4.5 CHANGES IN SURVEY METHODOLOGY IN 2003–04
CHANGES IN METHODOLOGY IN 2003-04
There were a number of changes to the survey methodology introduced in 2003-04. Some of these were a consequence of the integration of the HES and SIH. The main changes which could impact on all data items were:
- previous SIH cycles had selected dwellings from those that had been respondents for eight months in the Monthly Population Survey (MPS), whereas in 2003-04 the SIH sample was drawn from dwellings not recently included in an ABS household survey (possible change in response bias)
- the sample size of the SIH was increased from 10,211 households (comprising 19,400 persons aged 15 and over) in 2002-03 to 11,361 households (comprising 22,315 persons aged 15 and over) in 2003-04 (lower sample error)
- interviewer use of a laptop computer - while the 1998-99 HES also used this collection method, the 2003-04 survey is the first SIH to use computer assisted interviewing (this may have improved data capture)
- the HES sample weights were calibrated to the same set of independent demographic benchmarks as the SIH and were calibrated to SIH estimates of the number of households by tenure type and SIH estimates of aggregate household income by state and territory and broad source of income
- editing and imputation procedures were changed - in particular because the SIH sample is no longer drawn from households who have participated in the MPS, responses given in the MPS are no longer available as a basis for imputation.

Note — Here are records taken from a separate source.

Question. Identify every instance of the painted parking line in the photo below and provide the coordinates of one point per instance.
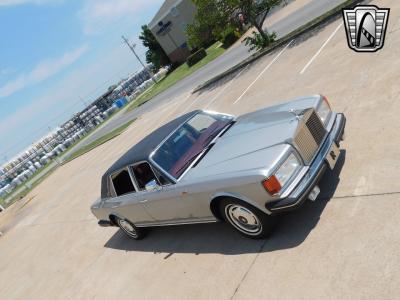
(263, 71)
(320, 49)
(225, 87)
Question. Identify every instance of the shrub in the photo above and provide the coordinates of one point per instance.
(228, 37)
(258, 42)
(196, 57)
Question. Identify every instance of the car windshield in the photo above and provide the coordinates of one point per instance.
(177, 153)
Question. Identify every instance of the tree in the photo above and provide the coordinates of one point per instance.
(155, 54)
(211, 19)
(255, 12)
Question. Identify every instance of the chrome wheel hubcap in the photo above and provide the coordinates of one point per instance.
(243, 219)
(127, 227)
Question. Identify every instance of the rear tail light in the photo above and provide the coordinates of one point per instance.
(272, 185)
(324, 98)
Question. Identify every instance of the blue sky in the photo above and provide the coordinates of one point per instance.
(54, 52)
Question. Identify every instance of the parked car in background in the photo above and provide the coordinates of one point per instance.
(207, 167)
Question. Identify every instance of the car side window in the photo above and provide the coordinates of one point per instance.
(122, 183)
(143, 175)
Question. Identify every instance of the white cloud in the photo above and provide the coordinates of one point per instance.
(52, 107)
(97, 14)
(19, 2)
(42, 71)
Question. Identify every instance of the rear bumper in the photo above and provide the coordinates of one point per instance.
(105, 223)
(317, 169)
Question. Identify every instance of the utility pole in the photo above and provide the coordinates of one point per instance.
(83, 101)
(132, 47)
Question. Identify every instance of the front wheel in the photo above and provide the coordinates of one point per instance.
(247, 219)
(129, 229)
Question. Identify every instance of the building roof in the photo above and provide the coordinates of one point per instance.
(142, 150)
(163, 11)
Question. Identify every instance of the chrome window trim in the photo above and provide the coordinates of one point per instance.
(152, 169)
(113, 193)
(173, 179)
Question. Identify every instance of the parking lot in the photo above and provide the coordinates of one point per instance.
(346, 245)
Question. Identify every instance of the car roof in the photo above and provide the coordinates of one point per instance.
(142, 150)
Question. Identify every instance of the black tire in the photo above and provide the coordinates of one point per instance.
(129, 229)
(247, 219)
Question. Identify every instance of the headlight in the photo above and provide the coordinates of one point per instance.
(324, 110)
(282, 176)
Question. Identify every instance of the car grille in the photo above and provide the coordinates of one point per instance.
(309, 136)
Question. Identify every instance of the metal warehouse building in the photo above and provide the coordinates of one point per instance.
(169, 27)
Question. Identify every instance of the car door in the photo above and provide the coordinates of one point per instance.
(169, 203)
(126, 199)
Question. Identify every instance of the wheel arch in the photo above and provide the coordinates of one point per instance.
(216, 199)
(112, 216)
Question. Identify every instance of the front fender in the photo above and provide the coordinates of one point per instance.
(220, 195)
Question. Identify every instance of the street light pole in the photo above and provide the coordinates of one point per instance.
(132, 47)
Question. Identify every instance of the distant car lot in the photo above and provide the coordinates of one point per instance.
(344, 246)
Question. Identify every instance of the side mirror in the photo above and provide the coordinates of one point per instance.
(152, 186)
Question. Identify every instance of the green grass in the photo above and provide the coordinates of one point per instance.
(105, 138)
(178, 74)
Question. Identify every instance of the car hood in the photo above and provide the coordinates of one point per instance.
(256, 141)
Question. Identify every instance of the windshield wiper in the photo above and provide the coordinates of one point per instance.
(189, 161)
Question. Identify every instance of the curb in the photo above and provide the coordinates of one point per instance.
(293, 35)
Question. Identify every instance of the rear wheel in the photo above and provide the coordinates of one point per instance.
(130, 229)
(247, 219)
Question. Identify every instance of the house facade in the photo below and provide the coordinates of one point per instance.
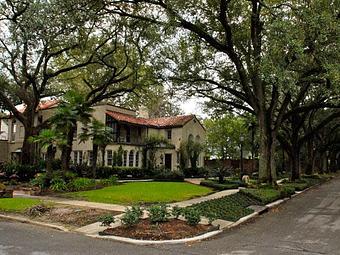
(130, 131)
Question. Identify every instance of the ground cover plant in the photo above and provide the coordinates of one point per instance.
(143, 192)
(229, 208)
(17, 205)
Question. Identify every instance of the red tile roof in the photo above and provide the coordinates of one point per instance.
(43, 105)
(176, 121)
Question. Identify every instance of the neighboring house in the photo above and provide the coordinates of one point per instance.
(129, 129)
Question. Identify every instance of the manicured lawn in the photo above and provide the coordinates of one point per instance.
(17, 204)
(143, 192)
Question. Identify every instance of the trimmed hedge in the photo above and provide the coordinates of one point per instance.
(263, 195)
(230, 208)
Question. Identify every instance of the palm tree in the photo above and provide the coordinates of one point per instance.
(49, 139)
(74, 108)
(101, 136)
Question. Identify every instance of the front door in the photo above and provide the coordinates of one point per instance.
(168, 160)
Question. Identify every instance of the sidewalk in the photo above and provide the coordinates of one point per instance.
(110, 207)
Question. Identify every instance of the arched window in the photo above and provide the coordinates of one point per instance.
(137, 159)
(131, 157)
(125, 158)
(198, 139)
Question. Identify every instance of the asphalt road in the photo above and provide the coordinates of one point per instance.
(307, 224)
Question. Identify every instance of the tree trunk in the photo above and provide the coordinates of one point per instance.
(267, 169)
(295, 158)
(310, 162)
(49, 162)
(94, 159)
(103, 156)
(66, 150)
(28, 149)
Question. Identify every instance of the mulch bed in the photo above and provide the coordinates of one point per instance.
(172, 229)
(73, 216)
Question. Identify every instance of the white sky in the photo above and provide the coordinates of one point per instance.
(193, 106)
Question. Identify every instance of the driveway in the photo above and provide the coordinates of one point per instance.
(307, 224)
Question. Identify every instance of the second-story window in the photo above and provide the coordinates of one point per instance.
(128, 134)
(169, 134)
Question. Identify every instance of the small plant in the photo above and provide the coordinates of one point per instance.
(192, 216)
(176, 211)
(132, 216)
(2, 186)
(106, 220)
(38, 210)
(58, 184)
(158, 213)
(211, 217)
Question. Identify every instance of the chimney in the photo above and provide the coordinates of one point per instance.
(143, 112)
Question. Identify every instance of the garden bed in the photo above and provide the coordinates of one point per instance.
(170, 230)
(72, 216)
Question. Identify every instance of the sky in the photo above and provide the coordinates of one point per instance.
(193, 106)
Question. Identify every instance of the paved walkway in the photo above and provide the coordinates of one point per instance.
(110, 207)
(309, 224)
(206, 198)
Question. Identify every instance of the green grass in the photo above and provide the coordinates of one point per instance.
(229, 208)
(17, 204)
(142, 192)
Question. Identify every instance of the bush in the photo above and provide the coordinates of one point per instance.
(2, 186)
(230, 208)
(192, 216)
(158, 213)
(39, 181)
(109, 182)
(38, 210)
(24, 172)
(168, 175)
(79, 184)
(176, 211)
(222, 186)
(132, 216)
(58, 184)
(106, 220)
(263, 195)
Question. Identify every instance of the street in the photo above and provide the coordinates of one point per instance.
(307, 224)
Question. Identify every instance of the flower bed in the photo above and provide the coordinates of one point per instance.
(169, 230)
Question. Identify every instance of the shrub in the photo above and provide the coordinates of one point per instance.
(79, 184)
(58, 184)
(106, 220)
(109, 182)
(2, 186)
(192, 216)
(222, 186)
(263, 195)
(176, 211)
(38, 210)
(39, 181)
(158, 213)
(168, 175)
(24, 172)
(132, 216)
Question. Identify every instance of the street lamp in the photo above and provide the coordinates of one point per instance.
(241, 155)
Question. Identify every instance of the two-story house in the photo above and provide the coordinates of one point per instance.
(130, 130)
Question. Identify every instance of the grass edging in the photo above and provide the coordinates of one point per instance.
(148, 242)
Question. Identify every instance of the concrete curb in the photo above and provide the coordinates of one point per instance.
(149, 242)
(26, 220)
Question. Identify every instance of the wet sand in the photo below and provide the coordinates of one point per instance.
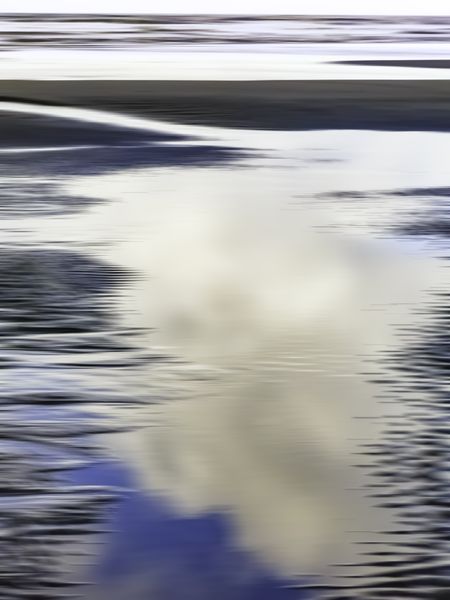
(277, 105)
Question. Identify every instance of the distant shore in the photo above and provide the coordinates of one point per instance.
(279, 105)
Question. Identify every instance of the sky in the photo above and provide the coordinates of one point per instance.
(335, 7)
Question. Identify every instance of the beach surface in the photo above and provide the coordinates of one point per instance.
(274, 105)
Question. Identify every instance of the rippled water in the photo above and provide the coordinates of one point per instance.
(224, 364)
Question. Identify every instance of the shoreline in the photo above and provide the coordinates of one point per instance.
(276, 105)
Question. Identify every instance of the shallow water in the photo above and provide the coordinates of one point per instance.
(224, 364)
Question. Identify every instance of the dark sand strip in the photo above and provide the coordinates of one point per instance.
(280, 105)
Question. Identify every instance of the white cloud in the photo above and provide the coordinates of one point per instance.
(431, 7)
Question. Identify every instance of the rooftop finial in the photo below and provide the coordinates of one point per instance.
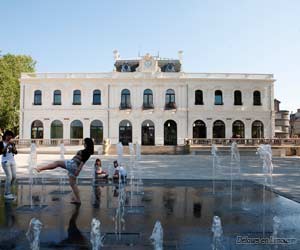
(116, 54)
(180, 55)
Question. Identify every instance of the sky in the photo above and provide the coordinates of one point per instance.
(238, 36)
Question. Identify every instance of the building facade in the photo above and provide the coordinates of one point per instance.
(149, 100)
(282, 121)
(295, 124)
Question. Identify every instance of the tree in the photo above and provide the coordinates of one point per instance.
(11, 67)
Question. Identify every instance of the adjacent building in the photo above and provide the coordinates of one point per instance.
(295, 124)
(148, 99)
(282, 121)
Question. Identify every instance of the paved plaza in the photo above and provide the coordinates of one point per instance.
(286, 174)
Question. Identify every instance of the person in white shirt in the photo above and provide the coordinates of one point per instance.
(119, 170)
(8, 150)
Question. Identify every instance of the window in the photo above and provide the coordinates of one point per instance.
(96, 131)
(56, 129)
(170, 99)
(238, 97)
(148, 99)
(76, 131)
(97, 97)
(57, 97)
(125, 99)
(37, 97)
(76, 97)
(257, 129)
(238, 129)
(256, 98)
(198, 97)
(218, 97)
(37, 130)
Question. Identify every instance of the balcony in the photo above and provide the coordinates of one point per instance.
(124, 106)
(170, 105)
(147, 106)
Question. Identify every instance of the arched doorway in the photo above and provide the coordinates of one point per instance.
(148, 133)
(170, 133)
(56, 130)
(238, 129)
(76, 131)
(125, 132)
(257, 129)
(37, 130)
(96, 131)
(219, 129)
(199, 129)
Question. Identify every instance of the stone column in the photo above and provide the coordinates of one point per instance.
(66, 128)
(209, 129)
(86, 128)
(228, 128)
(47, 129)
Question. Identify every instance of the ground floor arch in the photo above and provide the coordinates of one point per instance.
(170, 132)
(125, 132)
(148, 133)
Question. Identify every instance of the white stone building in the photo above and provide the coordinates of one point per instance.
(148, 100)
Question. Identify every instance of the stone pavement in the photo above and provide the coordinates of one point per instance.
(286, 174)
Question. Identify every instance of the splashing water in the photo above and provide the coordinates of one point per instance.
(235, 154)
(32, 164)
(33, 233)
(120, 152)
(95, 235)
(62, 151)
(157, 236)
(217, 234)
(265, 153)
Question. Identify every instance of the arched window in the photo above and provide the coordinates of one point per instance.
(125, 99)
(97, 97)
(76, 131)
(125, 132)
(198, 97)
(256, 98)
(238, 97)
(219, 129)
(37, 130)
(199, 129)
(148, 99)
(257, 129)
(170, 133)
(170, 99)
(56, 130)
(238, 129)
(37, 97)
(96, 131)
(77, 97)
(148, 133)
(218, 97)
(57, 97)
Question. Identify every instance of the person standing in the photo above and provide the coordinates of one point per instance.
(8, 151)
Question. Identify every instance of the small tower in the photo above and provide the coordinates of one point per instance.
(116, 55)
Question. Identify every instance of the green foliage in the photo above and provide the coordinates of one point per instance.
(11, 67)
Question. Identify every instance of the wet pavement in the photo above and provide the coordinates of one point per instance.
(184, 207)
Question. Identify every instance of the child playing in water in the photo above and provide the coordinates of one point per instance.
(73, 166)
(119, 170)
(99, 173)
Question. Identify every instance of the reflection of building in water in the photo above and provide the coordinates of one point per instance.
(149, 100)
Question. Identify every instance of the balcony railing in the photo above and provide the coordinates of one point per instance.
(148, 106)
(170, 105)
(124, 106)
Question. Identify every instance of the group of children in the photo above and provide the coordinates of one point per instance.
(120, 171)
(73, 166)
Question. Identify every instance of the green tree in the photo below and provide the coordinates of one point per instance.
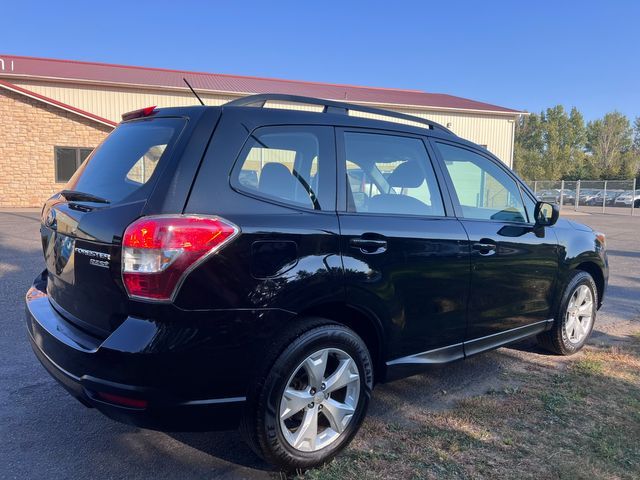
(551, 145)
(607, 140)
(636, 135)
(529, 144)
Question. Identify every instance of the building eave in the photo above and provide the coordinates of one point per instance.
(50, 101)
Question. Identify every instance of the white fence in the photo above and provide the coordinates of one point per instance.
(606, 196)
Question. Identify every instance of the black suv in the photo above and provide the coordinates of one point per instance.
(263, 268)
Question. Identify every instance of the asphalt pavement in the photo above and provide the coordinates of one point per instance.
(45, 433)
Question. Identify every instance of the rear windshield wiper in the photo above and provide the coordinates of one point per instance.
(82, 197)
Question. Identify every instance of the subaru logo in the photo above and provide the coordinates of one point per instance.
(50, 220)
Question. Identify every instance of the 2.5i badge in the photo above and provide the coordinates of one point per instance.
(97, 259)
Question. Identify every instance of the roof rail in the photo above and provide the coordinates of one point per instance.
(330, 106)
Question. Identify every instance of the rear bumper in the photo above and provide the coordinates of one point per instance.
(176, 387)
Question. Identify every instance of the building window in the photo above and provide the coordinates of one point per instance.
(68, 159)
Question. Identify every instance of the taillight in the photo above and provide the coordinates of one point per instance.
(159, 251)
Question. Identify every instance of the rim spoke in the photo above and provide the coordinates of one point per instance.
(346, 373)
(293, 401)
(579, 330)
(338, 414)
(581, 295)
(308, 431)
(315, 367)
(585, 309)
(570, 327)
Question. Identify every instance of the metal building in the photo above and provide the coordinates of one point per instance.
(53, 112)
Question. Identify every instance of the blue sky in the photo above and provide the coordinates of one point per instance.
(526, 55)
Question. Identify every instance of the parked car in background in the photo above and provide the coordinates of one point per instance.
(626, 199)
(205, 297)
(553, 196)
(587, 195)
(609, 197)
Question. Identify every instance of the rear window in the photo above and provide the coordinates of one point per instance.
(127, 159)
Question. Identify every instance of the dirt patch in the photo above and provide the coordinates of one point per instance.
(550, 417)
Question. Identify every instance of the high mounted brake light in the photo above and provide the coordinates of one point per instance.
(143, 112)
(158, 252)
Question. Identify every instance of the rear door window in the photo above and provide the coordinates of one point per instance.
(484, 190)
(390, 174)
(291, 164)
(127, 159)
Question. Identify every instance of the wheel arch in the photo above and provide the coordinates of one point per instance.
(362, 322)
(593, 269)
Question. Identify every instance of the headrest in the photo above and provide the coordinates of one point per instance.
(276, 180)
(406, 175)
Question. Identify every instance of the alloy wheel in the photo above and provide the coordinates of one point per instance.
(319, 400)
(579, 314)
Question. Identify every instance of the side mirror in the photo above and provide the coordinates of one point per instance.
(546, 214)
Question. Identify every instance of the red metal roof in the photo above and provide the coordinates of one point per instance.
(71, 70)
(56, 103)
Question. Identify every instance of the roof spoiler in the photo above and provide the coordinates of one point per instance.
(143, 112)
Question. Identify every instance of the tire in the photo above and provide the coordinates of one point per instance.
(287, 444)
(572, 328)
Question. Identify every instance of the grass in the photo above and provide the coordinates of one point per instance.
(575, 419)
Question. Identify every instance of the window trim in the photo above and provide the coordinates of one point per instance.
(489, 157)
(342, 179)
(78, 160)
(326, 141)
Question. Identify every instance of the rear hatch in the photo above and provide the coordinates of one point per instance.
(82, 226)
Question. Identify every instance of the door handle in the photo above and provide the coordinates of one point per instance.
(369, 245)
(485, 247)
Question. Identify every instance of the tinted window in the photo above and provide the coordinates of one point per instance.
(127, 158)
(484, 190)
(390, 174)
(287, 164)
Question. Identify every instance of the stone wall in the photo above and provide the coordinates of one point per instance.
(29, 131)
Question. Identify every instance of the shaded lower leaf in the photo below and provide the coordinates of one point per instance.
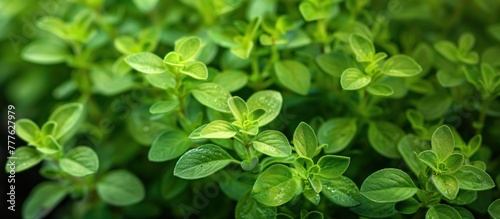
(164, 106)
(332, 166)
(354, 79)
(473, 178)
(441, 211)
(202, 161)
(272, 143)
(120, 188)
(446, 185)
(409, 206)
(341, 191)
(337, 133)
(42, 199)
(80, 161)
(380, 90)
(247, 207)
(409, 144)
(212, 95)
(370, 209)
(494, 209)
(388, 185)
(384, 137)
(293, 75)
(275, 186)
(311, 195)
(169, 145)
(26, 157)
(464, 197)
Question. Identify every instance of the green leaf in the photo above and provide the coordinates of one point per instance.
(243, 47)
(49, 128)
(441, 211)
(202, 161)
(166, 106)
(232, 80)
(341, 191)
(45, 52)
(362, 47)
(464, 213)
(216, 129)
(173, 59)
(145, 5)
(409, 144)
(55, 26)
(272, 143)
(163, 81)
(188, 47)
(212, 95)
(494, 209)
(168, 145)
(490, 79)
(275, 186)
(42, 199)
(371, 209)
(337, 133)
(388, 185)
(26, 157)
(268, 100)
(384, 137)
(248, 208)
(380, 90)
(311, 12)
(27, 130)
(333, 63)
(434, 106)
(354, 79)
(293, 75)
(443, 142)
(120, 188)
(473, 178)
(332, 166)
(464, 197)
(49, 145)
(453, 162)
(447, 50)
(66, 117)
(126, 45)
(429, 158)
(238, 108)
(146, 62)
(450, 78)
(446, 185)
(196, 70)
(171, 186)
(401, 66)
(409, 206)
(80, 161)
(315, 184)
(466, 42)
(304, 140)
(311, 195)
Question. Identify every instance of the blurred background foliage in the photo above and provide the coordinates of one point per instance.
(79, 57)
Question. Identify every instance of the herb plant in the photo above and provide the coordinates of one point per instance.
(252, 109)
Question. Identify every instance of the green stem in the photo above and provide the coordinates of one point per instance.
(482, 115)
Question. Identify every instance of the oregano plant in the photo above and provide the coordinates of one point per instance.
(251, 109)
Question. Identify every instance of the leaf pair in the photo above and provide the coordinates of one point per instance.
(180, 61)
(364, 50)
(460, 53)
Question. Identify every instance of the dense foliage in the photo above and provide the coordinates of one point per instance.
(255, 108)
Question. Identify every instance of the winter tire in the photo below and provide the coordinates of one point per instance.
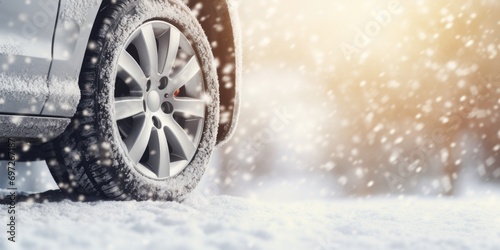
(148, 116)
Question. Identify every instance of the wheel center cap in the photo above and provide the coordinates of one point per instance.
(153, 101)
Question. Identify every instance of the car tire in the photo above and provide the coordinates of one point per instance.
(99, 154)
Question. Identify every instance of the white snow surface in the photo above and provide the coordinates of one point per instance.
(222, 222)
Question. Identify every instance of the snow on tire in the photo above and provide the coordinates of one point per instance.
(147, 122)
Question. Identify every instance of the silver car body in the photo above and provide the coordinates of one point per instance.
(42, 45)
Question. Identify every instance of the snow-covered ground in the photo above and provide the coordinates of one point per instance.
(223, 222)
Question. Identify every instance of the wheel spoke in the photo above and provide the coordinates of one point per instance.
(138, 140)
(170, 51)
(130, 71)
(126, 107)
(159, 158)
(186, 74)
(148, 51)
(190, 107)
(179, 140)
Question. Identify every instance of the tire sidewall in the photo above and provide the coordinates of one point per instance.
(126, 177)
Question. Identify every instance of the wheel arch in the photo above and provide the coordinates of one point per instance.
(220, 22)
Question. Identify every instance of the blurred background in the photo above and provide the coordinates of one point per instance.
(361, 99)
(366, 98)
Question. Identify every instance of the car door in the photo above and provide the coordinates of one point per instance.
(26, 33)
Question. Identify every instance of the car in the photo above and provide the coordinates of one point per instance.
(124, 99)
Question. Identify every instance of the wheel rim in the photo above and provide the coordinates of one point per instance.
(159, 100)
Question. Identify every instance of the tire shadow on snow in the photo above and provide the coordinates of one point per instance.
(47, 196)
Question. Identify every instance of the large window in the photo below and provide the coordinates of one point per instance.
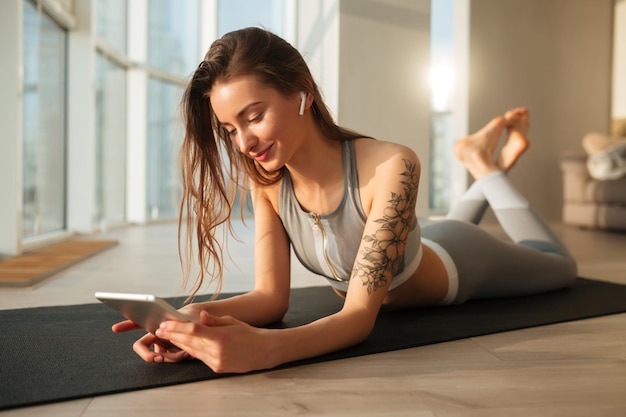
(110, 18)
(44, 132)
(110, 143)
(173, 54)
(174, 36)
(164, 133)
(110, 161)
(442, 82)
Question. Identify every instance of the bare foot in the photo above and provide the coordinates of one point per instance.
(517, 123)
(476, 150)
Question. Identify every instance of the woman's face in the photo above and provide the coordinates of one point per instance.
(261, 123)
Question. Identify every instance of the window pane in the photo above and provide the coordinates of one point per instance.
(173, 36)
(43, 124)
(110, 143)
(238, 14)
(111, 22)
(442, 78)
(164, 141)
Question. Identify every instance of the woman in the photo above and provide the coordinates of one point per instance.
(345, 202)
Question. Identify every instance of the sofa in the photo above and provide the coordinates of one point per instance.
(590, 203)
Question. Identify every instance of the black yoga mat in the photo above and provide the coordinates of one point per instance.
(60, 353)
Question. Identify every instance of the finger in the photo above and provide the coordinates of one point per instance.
(169, 355)
(144, 348)
(124, 326)
(211, 320)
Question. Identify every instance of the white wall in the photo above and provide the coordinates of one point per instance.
(383, 74)
(619, 61)
(554, 57)
(11, 122)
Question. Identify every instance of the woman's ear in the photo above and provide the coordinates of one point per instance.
(302, 103)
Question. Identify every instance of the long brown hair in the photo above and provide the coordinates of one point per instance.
(214, 173)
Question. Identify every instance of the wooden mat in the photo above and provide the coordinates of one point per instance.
(31, 268)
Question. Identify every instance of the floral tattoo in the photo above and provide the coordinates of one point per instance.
(385, 254)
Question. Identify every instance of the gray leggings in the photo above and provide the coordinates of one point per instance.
(535, 261)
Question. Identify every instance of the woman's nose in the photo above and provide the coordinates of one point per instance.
(246, 140)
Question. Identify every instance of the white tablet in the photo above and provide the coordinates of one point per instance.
(145, 310)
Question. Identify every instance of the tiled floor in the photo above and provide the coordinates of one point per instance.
(570, 369)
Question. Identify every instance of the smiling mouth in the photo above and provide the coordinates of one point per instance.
(262, 155)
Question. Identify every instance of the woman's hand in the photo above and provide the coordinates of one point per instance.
(151, 348)
(225, 344)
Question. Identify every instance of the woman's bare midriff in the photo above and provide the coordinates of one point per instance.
(426, 287)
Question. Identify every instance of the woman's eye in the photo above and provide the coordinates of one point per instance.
(255, 118)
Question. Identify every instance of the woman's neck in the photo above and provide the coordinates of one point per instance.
(317, 163)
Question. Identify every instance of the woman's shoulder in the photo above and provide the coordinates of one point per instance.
(374, 153)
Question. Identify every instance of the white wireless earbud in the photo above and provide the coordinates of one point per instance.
(302, 103)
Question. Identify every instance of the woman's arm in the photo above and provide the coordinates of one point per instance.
(390, 220)
(228, 345)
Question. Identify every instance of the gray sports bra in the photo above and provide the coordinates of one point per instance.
(327, 244)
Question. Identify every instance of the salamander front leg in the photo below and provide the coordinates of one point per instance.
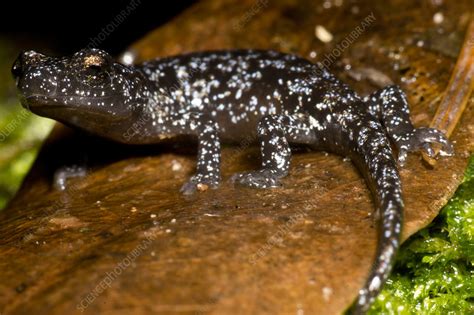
(209, 156)
(274, 133)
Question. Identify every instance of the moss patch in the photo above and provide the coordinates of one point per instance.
(434, 271)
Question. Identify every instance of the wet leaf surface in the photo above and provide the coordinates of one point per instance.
(123, 240)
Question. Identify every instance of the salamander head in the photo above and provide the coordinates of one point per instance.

The changes in survey methodology relating to specific data items were:
- current income from own unincorporated business and investments was measured using respondents' estimates of expected income in the current financial year, whereas previously these data items were estimated based only on information about reported income for the previous financial year - this change had a significant impact on the coverage of such income streams in current income measures
- the collection of details about the assets and liabilities of the household may have improved the quality of reporting of associated income streams
- the instrument wording has been changed to explicitly ask that reported dividends include the value of imputation credits - previously this direction was only included in interviewer instructions
- expenditure on pay TV and internet service provider accounts were specifically collected in the household questionnaire on a 'last payments' basis, resulting in more reliable expenditure data for these items than was previously obtained when estimates were based on expenditure in the two week diary period
- expenditure data relating to the purchase of dwellings was collected with respect to the previous 3 years - previously this expenditure had been collected in the HES in relation to the previous 2 years
- information relating to some household loans was collected using a different methodology - for those loan accounts that have a redraw facility and have regular income (such as wages) deposited into them, respondents were not asked to provide a 'usual repayment' - instead they were asked to provide the amount that the principal outstanding usually decreases by in a 6 month period and this was used in conjunction with information collected on interest to derive a repayment amount
- changes to the derivation process used to estimate income tax liability in the HES to only use data items available in the SIH
- details of previous financial year income were collected form all persons - in previous SIHs this information was not collected from people who had only arrived in Australia in the current financial year
- details of hours worked were collected from all employed persons - in previous SIHs, this information was only available for employees
- unlike previous SIHs, data on repayments and principal outstanding on mortgages for other purposes (ie for purposes other than building, buying, altering or adding to the selected dwelling) excludes mortgages that were used for business or investment purposes.